If you find yourself hitching south on the 101 in CA out of The Bay, you may want to avoid the southernmost onramp in Gilroy, right off of Monterey Road, next to the Hilton. Or at the very least hitch at the very bottom of the onramp. It goes up a hill, two lanes with a very wide pullover shoulder. It looked perfect so I went up near the top to give people time to see me. A shady looking dude is walking up the opposite side and once he gets closer near I am, asks what I’m doing. I tell him I’m trying to hitch to LA. He gets pissed and starts screaming about how “we live here” (referring to the patch of trees and tall grass behind him and how I need to go to the bottom and stop “bringing sweat on them.” Luckily a lady pulled up right as I was heading down and gave me a ride. So yeah, territorial homebums on that ramp, at least as of now.


----------



## Deleted member 25220 (Apr 30, 2019)

Taming the Tiger said:


> If you find yourself hitching south on the 101 in CA out of The Bay, you may want to avoid the southernmost onramp in Gilroy, right off of Monterey Road, next to the Hilton. Or at the very least hitch at the very bottom of the onramp. It goes up a hill, two lanes with a very wide pullover shoulder. It looked perfect so I went up near the top to give people time to see me. A shady looking dude is walking up the opposite side and once he gets closer near I am, asks what I’m doing. I tell him I’m trying to hitch to LA. He gets pissed and starts screaming about how “we live here” (referring to the patch of trees and tall grass behind him and how I need to go to the bottom and stop “bringing sweat on them.” Luckily a lady pulled up right as I was heading down and gave me a ride. So yeah, territorial homebums on that ramp, at least as of now.

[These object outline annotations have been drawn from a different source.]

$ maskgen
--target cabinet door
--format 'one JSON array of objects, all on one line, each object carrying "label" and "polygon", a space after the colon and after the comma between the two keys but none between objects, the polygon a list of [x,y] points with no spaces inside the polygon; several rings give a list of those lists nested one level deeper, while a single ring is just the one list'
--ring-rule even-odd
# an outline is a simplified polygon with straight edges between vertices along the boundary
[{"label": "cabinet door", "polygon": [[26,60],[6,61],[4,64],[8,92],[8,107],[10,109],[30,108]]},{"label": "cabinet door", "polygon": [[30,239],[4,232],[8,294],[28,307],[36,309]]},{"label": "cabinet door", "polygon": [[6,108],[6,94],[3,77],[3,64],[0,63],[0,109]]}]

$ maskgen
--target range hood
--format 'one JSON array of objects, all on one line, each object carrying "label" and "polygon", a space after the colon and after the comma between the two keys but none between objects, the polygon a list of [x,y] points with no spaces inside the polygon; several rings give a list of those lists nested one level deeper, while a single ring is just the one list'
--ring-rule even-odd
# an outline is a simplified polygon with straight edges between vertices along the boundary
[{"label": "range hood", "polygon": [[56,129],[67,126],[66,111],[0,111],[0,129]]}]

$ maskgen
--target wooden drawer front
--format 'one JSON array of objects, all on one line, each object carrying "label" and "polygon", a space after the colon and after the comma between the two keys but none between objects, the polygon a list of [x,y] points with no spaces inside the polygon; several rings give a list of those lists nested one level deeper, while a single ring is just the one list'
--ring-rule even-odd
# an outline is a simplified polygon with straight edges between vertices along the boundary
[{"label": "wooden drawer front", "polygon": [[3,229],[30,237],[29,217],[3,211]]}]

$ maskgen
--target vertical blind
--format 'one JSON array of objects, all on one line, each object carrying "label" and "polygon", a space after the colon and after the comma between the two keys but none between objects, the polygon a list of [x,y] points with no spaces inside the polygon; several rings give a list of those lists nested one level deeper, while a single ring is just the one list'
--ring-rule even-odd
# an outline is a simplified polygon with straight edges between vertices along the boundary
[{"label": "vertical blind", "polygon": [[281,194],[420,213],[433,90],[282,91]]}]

THANKYOU for illustrating current political leanings in Cali on ramps!
Geez
Are you serious
That’s like saying 
“ the air in this room is mine to breathe”
Ridiculous


----------



## Coywolf (Apr 30, 2019)

Fuck those homebums. I would've said "make me" what a shit bag.


----------



## Max and Mary (May 9, 2019)

I just would've given him a kiss, that'll shut him up


----------